Concluding a long-drawn bidding process that began in April this year, Verizon Communications Inc, one of the largest telecommunications companies in the US, on July 25 announced it was buying out Yahoo Inc. for $4.83 billion in an all-cash deal. Much has been said about the fall of Yahoo from the pole position it occupied before the coming in of rival Google. Launched in March 1995 in Santa Clara, California, Yahoo was considered an internet pioneer and was valued at $100 billion before the dot-com bust of 2000.
Many an analyst has pointed that the deal with Verizon undervalues Yahoo as in 2005, Microsoft had offered to buy the company at $44.6 billion.

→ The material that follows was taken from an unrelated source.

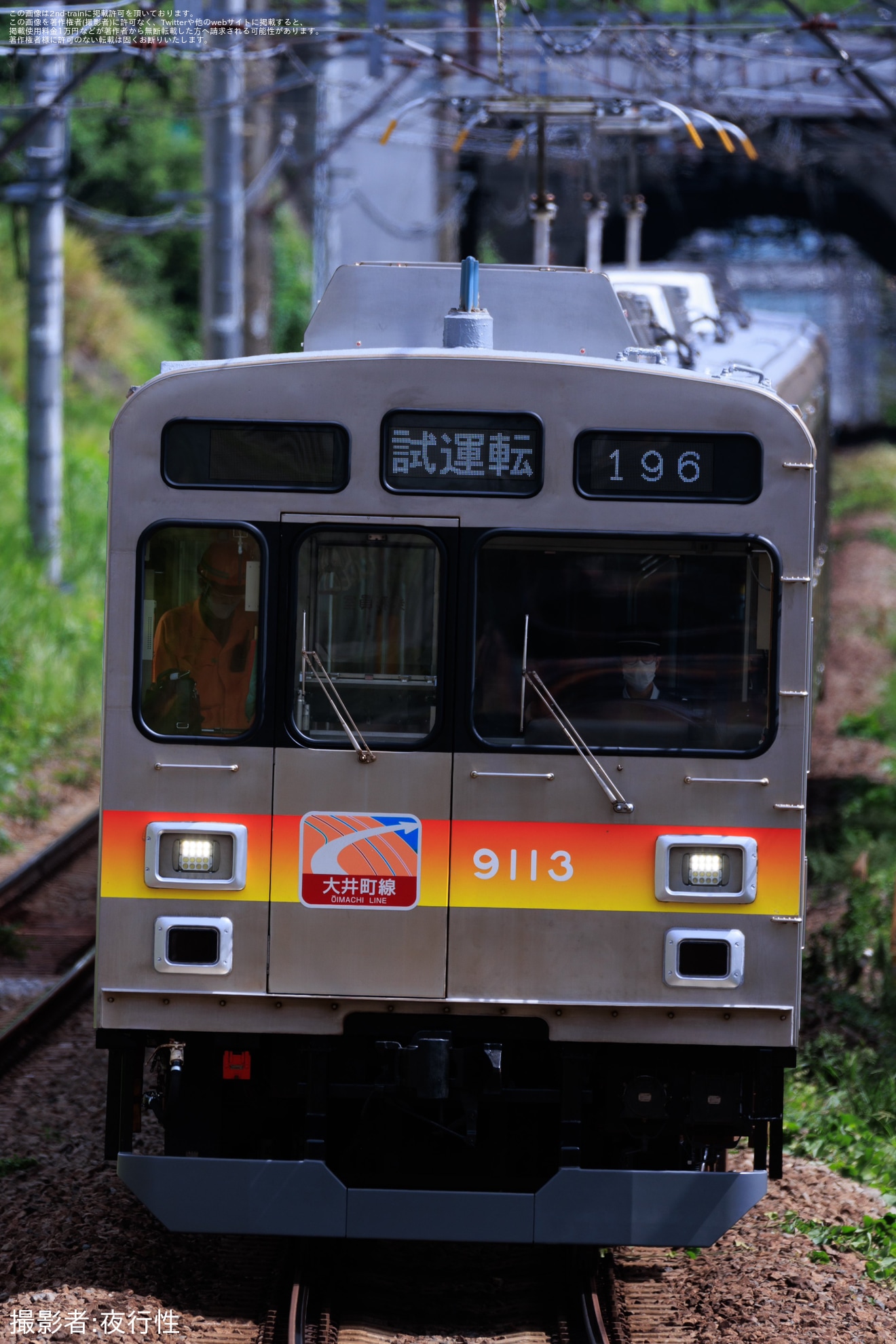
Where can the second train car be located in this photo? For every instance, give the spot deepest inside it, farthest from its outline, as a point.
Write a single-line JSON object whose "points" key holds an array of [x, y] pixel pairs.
{"points": [[455, 734]]}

Some also said that even LinkedIn, online networking platform and a much junior player in the internet space, got sold for $26.2 billion.

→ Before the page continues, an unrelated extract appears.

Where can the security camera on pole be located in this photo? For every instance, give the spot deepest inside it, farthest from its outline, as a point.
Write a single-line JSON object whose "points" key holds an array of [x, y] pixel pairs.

Here are some facts about the Yahoo-Verizon deal that, however, explain that it isn’t such a fall for the once revered internet company.
- Verizon is buying only the web assets of Yahoo for $4.83 billion, and not the entire company and all its assets.
- The sale doesn’t include Yahoo’s 15% stake in Chinese e-commerce company Alibaba Group, its 35.5% shares in Yahoo Japan and the cash sitting on its books, its non-convertible notes and a few other small investments. It also doesn’t include Yahoo’s non-core patents housed under Excalibur portfolio.
- Of the non-web assets mentioned above, Yahoo’s investment in Alibaba and Yahoo Japan alone is valued at more than $40 billion.
- Japanese telecom and internet conglomerate Softbank Group owns a significant stake in Alibaba and is a majority shareholder in Yahoo Japan. So Yahoo’s sale may not be over yet and Verizon may have been sold only a part of its business.
- Yahoo is likely to spin off close to 3,000 patents it has and sell them separately. The value of these patents is estimated to be around $1billion.
You wouldn’t call it a bad deal for Yahoo after this or would you?